FDP soll Steuergeld für Wahlkampf eingesetzt haben
FOTO: dpa, nie htf
Berlin. Einem Bericht des "Spiegel" zufolge soll die FDP 2013 Steuergeld für Wahlkampfzwecke eingesetzt haben. Der Bundesrechnungshof habe in einer "geheimen Analyse" die Ausgaben der FDP-Bundestagsfraktion in der letzten Legislaturperiode untersucht, berichtet das Magazin.

Demnach soll die FDP im Wahljahr 2013 in mehr als zehn Fällen Fraktionsgeld für Wahlkampfzwecke missbraucht haben. Der FDP drohten deshalb Strafzahlungen wegen illegaler Parteienfinanzierung. Dem Bericht zufolge wurde Fraktionsgeld etwa dazu benutzt, um einen Werbefilm, Briefe an mehr als drei Millionen Haushalte oder Ausstellungsflächen auf FDP-Parteitagen zu bezahlen. In den neun Monaten vor der Bundestagswahl im September 2013 erhöhte die FDP-Fraktion demnach ihre Mittel für Öffentlichkeitsarbeit auf 6,09 Millionen Euro.

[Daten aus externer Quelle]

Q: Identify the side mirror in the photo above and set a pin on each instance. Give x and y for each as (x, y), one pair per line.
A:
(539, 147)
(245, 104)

FDP will Fall nicht kommentieren

Die frühere FDP-Bundestagsfraktion wollte sich dem "Spiegel" zufolge wegen des laufenden Verfahrens nicht äußern. Auch der Bundesrechnungshof wolle den Fall nicht kommentieren.

Das Prüfverfahren soll dem Bericht zufolge voraussichtlich im Herbst abgeschlossen sein. Dann muss Bundestagspräsident Norbert Lammert (CDU) entscheiden, ob die beanstandeten PR-Maßnahmen eine illegale Parteispende darstellen und Sanktionen fällig sind.